Using grep in a test/if statement

Okay, well this is more or less my first attempt at writing a shell script.

Anyways, here's my code:

cd ${PATH}

if [ 'grep SOME_STRING $PATH/$LOGFILE' ]
then
        rm ${FILE}       
        ./anotherScript
else
        exit 1
fi
exit 1

Anyways, it's a pretty simple script that is supposed to search for the string SOME_STRING in a log file, and if it finds it, then perform the next two steps of removing a file and running another script. If it doesn't find the string, then the script just exits. I tested it, it found the string, and it worked.

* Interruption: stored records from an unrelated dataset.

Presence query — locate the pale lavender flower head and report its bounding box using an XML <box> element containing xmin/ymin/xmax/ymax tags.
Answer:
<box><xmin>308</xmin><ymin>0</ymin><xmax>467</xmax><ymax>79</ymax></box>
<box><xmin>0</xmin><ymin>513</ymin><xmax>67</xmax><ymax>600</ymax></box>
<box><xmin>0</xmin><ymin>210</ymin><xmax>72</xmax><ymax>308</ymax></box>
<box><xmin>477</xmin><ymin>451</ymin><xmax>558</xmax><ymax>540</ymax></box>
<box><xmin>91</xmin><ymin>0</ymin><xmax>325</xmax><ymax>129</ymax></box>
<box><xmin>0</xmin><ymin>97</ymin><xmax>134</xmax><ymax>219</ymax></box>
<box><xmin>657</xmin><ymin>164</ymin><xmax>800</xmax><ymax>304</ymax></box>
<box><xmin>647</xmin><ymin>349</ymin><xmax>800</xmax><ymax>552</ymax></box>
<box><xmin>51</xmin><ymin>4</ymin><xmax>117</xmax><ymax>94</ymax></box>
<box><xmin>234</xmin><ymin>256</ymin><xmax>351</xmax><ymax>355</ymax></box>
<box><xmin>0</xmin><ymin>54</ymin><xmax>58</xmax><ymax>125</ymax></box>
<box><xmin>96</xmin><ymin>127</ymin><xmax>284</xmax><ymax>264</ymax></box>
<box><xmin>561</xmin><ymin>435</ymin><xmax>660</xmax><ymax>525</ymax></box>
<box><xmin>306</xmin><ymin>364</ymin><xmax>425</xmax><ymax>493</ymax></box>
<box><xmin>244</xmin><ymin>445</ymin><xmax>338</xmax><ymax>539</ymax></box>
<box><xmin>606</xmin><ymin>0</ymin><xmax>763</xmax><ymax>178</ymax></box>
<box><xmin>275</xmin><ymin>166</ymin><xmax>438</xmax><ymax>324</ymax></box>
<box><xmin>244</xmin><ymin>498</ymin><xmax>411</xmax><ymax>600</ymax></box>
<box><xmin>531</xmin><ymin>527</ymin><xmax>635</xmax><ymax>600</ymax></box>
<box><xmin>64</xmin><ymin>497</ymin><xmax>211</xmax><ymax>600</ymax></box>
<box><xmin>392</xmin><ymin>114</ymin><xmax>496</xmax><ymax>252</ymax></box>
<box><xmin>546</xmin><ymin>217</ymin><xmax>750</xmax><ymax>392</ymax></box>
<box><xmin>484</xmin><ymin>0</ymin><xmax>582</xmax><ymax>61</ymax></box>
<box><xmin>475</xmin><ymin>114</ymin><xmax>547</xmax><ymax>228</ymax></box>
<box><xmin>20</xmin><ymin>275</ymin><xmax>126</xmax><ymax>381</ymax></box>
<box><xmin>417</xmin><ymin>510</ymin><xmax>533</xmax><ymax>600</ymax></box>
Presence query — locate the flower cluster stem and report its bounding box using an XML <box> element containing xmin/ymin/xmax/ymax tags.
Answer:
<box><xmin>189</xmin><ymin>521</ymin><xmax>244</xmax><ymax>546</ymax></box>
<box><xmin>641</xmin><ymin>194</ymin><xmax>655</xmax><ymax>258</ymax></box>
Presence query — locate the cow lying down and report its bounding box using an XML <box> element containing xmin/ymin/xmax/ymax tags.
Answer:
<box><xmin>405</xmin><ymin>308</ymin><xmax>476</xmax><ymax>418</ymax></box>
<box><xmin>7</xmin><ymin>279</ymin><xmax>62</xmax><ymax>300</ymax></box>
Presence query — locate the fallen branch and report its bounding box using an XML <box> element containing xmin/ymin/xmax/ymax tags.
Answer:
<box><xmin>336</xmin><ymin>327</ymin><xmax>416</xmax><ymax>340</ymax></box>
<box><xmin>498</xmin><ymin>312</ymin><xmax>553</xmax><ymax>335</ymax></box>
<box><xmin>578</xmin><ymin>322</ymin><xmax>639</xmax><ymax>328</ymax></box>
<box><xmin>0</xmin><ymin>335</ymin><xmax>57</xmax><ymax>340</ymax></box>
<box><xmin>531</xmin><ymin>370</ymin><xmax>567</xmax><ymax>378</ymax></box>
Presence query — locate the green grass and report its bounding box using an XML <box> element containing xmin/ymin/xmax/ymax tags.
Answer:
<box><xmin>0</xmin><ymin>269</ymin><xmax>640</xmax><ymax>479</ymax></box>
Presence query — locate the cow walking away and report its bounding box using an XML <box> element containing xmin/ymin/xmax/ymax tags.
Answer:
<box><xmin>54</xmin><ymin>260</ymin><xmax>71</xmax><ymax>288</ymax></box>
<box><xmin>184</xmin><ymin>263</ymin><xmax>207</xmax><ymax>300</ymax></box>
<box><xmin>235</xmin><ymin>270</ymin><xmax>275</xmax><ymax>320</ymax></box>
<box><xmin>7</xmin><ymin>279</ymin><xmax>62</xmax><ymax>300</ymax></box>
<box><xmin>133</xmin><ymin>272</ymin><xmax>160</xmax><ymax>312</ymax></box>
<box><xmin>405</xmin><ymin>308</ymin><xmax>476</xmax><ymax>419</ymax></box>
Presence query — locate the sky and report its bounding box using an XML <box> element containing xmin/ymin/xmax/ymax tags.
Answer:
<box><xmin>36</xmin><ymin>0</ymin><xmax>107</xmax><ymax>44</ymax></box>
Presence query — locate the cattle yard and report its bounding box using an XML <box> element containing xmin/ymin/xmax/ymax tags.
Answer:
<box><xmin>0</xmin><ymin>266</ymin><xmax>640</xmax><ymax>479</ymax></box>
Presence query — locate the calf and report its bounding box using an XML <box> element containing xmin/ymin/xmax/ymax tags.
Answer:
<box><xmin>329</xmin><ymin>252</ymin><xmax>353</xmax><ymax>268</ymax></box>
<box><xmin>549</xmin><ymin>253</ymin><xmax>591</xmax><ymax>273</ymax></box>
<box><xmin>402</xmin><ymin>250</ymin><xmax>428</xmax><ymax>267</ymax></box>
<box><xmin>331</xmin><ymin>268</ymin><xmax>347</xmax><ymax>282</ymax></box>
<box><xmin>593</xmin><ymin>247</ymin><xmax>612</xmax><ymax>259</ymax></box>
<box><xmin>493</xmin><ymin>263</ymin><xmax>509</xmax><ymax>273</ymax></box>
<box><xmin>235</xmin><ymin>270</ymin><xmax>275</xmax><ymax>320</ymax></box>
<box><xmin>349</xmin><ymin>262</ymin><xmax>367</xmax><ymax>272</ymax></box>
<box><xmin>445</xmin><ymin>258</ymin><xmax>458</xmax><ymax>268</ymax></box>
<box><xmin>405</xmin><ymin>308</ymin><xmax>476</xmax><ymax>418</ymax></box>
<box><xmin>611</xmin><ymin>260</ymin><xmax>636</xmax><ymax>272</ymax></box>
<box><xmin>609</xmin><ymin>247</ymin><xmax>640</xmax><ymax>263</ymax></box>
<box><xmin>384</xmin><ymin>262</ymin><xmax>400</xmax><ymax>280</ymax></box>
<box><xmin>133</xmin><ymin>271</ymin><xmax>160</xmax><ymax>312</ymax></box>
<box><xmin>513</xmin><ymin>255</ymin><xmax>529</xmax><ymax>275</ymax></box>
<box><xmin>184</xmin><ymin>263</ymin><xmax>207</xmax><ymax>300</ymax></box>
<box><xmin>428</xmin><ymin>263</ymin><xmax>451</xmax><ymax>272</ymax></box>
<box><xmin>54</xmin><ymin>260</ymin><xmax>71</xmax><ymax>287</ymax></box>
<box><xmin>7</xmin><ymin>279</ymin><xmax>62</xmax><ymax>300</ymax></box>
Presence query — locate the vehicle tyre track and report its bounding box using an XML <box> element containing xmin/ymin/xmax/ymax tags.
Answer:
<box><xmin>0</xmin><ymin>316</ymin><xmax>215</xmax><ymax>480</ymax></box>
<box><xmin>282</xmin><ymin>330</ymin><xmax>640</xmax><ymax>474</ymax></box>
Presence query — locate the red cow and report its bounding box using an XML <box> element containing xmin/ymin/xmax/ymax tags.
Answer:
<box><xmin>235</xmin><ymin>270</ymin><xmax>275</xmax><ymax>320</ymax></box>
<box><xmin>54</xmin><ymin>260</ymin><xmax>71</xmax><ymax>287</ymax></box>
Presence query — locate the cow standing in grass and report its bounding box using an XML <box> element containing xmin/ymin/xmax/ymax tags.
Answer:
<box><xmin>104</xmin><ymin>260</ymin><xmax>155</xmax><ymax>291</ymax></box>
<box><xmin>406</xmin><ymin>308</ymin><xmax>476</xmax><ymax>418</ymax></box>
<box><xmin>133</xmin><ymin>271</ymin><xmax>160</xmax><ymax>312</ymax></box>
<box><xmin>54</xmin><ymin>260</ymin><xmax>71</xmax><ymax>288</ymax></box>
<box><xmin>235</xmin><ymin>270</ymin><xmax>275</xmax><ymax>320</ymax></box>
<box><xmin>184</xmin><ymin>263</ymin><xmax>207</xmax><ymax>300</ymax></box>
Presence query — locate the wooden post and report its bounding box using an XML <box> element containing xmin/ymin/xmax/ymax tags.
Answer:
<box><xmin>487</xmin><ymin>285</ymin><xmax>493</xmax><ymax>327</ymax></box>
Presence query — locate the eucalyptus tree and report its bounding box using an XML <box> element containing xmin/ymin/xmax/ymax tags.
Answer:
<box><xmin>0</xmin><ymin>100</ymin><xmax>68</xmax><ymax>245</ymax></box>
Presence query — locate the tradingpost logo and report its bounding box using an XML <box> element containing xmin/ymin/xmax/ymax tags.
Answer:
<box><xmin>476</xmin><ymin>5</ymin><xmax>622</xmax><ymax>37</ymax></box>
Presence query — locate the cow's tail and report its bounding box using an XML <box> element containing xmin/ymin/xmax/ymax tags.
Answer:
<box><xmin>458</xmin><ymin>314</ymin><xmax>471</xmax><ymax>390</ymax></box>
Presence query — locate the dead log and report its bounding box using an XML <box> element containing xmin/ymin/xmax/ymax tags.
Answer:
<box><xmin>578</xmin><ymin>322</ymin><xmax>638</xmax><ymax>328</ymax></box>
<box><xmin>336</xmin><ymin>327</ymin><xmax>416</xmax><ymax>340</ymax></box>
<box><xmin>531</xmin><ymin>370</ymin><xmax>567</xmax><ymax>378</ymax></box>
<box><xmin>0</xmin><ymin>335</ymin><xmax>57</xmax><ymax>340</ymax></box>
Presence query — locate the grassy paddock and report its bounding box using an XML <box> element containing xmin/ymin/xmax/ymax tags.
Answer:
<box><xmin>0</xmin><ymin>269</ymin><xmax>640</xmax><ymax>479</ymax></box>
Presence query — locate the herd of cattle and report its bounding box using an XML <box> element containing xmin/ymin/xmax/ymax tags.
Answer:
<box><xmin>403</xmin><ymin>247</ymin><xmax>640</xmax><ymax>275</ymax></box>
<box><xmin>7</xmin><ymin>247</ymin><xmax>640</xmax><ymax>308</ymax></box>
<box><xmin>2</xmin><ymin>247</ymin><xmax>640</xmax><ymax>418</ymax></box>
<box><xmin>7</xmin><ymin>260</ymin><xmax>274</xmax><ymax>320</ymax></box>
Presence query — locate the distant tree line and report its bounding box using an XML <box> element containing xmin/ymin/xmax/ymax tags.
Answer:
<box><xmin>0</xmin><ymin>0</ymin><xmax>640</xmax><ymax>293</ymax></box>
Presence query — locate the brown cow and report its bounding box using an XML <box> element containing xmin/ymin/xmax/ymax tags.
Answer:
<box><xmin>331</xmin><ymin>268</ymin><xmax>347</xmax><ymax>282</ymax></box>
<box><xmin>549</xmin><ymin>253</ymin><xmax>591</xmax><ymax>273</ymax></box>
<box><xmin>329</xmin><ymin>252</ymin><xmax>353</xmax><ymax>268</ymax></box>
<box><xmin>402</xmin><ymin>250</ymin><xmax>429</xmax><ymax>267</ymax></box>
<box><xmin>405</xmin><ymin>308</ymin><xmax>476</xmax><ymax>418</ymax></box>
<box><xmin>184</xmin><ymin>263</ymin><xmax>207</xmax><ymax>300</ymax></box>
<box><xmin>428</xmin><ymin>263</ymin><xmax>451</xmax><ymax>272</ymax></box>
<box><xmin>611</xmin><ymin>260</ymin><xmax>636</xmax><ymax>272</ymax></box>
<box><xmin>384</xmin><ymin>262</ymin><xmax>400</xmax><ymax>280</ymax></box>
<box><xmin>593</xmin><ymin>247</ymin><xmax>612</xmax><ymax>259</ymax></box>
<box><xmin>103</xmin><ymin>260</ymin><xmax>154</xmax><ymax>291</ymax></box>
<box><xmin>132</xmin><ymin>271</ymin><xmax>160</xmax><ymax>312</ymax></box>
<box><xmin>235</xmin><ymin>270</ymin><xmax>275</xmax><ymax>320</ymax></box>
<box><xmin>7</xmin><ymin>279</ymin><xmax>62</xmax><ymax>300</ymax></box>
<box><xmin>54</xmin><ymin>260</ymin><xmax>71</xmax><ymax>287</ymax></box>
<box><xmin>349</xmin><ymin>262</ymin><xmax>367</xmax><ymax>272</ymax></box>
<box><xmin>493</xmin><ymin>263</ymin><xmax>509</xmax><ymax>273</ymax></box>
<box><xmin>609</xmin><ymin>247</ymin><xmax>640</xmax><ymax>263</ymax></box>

But then I double checked and tested it when I knew the string wasn't present in the log file, and it still ran the script, instead of exiting.

cd ${PATH}

if [ $(grep -c SOME_STRING $PATH/$LOGFILE) -ne 0 ]
then
        rm ${FILE}       
        ./anotherScript
else
        exit 1
fi

exit 0

For really large files all you want is a yes/no instead of reading thru the whole file.

cd ${PATH}

grep -q SOME_STRING $PATH/$LOGFILE
if [ $? -eq 0 ]
then
        rm ${FILE}       
        ./anotherScript
else
        exit 1
fi

exit 0

grep -q exits as soon as it gets a hit.

Otherwise shamrock's code is just fine.

Thanks for all your help. Got it the first way, tomorrow I'll try it the second way b/c these files can get quite big.

Thanks again, I'm sure i'll be on here more often now.